Anyway, the stupidest part of all this, is they changed it so it's either full self driving all the time or not. You want cruise while you're in traffic because you know it'll try to cut in front of someone? Silly idiot, no you don't. So you now have to have a second profile* for cruise control and lane keep without FSD. And the odd thing is that lane keep and cruise are fine. They function like FSD used to. They can drive the highway with no problem and trust me, I do not have much faith in the car so I'm watching it close. It can't navigate city streets, but neither can FSD....

TLDR, my car was a better deal for me than Tesla.
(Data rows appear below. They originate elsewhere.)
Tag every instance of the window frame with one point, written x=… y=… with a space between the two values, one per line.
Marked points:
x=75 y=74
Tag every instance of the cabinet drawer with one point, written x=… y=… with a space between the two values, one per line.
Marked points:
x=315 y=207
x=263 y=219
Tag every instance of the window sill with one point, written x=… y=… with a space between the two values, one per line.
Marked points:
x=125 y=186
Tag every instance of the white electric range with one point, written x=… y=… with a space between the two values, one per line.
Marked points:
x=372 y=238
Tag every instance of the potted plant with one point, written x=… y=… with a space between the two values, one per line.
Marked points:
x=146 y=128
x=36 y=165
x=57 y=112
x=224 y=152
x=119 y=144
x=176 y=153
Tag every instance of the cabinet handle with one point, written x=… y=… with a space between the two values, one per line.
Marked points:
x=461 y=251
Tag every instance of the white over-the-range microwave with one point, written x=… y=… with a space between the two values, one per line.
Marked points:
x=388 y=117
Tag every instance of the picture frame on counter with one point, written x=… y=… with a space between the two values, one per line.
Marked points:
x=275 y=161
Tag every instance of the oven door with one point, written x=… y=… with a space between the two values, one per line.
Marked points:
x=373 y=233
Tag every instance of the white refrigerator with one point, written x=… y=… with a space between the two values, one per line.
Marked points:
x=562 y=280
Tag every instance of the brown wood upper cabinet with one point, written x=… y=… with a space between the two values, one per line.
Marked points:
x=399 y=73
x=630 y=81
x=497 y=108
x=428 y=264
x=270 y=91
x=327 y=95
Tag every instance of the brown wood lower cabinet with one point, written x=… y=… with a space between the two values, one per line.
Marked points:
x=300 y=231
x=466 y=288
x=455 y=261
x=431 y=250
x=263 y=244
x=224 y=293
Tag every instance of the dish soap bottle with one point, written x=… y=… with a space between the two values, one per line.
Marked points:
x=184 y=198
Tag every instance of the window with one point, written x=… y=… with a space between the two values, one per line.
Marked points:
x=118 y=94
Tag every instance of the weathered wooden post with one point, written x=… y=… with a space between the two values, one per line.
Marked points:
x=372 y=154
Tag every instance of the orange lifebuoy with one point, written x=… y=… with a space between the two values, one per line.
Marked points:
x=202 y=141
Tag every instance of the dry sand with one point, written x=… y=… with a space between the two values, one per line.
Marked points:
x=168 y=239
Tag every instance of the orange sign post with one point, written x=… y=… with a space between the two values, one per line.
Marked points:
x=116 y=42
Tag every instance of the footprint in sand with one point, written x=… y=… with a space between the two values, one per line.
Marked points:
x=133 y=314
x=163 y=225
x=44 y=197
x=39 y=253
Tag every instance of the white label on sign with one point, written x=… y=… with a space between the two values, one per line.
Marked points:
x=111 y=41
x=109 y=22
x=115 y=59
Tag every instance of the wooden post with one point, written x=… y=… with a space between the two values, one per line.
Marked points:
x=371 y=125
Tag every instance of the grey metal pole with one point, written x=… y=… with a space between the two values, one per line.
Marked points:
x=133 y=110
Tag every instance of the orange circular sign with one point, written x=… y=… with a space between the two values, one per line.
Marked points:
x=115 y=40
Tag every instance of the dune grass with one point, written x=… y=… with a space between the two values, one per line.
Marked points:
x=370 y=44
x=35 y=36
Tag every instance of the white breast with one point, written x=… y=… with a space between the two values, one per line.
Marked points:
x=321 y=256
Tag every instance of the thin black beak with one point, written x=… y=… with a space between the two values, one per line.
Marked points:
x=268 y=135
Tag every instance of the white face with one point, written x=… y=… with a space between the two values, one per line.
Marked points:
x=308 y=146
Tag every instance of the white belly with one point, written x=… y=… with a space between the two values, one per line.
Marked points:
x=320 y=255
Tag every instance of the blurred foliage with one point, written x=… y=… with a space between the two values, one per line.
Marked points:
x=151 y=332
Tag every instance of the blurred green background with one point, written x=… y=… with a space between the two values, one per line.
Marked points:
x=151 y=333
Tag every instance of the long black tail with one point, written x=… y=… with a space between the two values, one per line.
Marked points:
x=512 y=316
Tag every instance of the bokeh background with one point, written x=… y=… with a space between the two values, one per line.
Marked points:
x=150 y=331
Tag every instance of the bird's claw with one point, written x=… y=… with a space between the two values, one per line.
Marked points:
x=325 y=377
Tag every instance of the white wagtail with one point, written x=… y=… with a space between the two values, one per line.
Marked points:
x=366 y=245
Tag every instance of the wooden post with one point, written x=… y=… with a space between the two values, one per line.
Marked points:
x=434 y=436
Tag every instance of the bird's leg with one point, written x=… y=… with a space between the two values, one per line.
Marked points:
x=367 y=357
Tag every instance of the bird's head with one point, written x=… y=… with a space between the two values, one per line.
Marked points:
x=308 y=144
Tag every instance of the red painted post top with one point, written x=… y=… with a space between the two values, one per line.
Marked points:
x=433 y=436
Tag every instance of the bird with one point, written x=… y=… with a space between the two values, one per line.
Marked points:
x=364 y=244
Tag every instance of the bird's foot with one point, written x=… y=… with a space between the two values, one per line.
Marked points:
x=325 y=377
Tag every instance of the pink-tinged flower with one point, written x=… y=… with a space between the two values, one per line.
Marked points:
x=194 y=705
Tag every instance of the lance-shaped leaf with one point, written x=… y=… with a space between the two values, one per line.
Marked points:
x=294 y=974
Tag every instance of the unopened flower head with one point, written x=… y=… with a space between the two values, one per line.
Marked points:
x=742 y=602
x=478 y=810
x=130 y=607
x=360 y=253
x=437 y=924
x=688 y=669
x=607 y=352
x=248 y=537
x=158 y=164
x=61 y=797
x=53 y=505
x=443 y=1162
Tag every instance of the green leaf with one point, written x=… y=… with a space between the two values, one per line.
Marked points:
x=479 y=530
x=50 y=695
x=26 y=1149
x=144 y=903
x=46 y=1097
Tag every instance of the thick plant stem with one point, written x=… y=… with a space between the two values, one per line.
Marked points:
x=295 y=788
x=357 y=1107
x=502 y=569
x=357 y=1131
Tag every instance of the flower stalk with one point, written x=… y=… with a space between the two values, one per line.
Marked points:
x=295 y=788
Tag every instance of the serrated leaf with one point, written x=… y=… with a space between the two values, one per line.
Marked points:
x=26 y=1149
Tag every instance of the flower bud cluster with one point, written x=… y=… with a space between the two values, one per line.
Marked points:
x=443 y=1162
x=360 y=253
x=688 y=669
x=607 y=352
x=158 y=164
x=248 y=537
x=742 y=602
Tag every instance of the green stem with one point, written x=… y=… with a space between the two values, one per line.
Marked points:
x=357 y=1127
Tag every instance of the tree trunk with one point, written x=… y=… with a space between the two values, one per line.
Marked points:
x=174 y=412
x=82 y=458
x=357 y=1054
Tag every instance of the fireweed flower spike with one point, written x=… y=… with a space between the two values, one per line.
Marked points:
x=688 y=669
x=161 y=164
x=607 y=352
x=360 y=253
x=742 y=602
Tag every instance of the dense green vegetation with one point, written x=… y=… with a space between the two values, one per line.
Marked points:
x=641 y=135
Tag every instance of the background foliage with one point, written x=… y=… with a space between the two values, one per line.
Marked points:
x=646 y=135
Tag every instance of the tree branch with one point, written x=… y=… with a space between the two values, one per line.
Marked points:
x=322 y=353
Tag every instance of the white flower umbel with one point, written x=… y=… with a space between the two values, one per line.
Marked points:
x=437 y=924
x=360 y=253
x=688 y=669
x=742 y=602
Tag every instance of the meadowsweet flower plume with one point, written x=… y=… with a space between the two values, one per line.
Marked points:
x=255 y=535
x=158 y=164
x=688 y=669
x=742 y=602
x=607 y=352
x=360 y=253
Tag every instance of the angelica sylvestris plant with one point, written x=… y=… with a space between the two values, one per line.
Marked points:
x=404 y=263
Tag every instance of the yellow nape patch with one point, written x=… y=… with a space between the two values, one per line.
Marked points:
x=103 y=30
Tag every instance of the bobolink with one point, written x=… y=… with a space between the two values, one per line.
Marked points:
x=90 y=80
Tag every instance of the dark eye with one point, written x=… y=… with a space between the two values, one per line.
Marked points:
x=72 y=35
After years of FSD access, it's bad and getting worse, not better. I can't believe people pay 5 figures for it and maybe that's why they feel the need to clip perfect drives or defend it.

[–] MajorHavoc@programming.dev 31 points 3 weeks ago* (last edited 3 weeks ago) (9 children)

That out of the way, FSD sucks, and it's getting worse, not better.

It's almost like they bet on the AI to teach the AI, rather than continuing to pay for skilled engineers.

Buckle up folks, we're going to see a lot more of this, across every industry, before the lawsuits go into high gear and anything gets better.

[–] GenosseFlosse@feddit.org 5 points 3 weeks ago (1 children)

I don't believe that you can use traditional algorithms to teach the car street driving, because there are to many different variations of intersections, traffic signs, special conditions like accidents, heavy Rain or fog, road closures or construction sites to get it right every time. Even if your autopilot is 99% correct and you drive 20000km a year, you still drive wrong 200km of it.

This doesn't mean that AI will be better, because then you don't even have a source code to track down where it went wrong to correct it in future updates.

[–] MajorHavoc@programming.dev 1 points 2 weeks ago* (last edited 2 weeks ago)

I don't believe that you can use traditional algorithms to teach the car street driving, because there are to many different variations... Even if your autopilot is 99% correct and you drive 20000km a year, you still drive wrong 200km of it.

Exactly!

And this is why, if the problem is solveable, it must be solved by learning models shepherded by expert engineers. The LLMs can take care of the long boring stretches, freeing skilled engineer time to fine-tune an LLM algorithm hybrid for the tricky bits.

I'm inclined to believe the problem is solveable, but since I'm not selling anything, I'm allowed to say "if". Heh.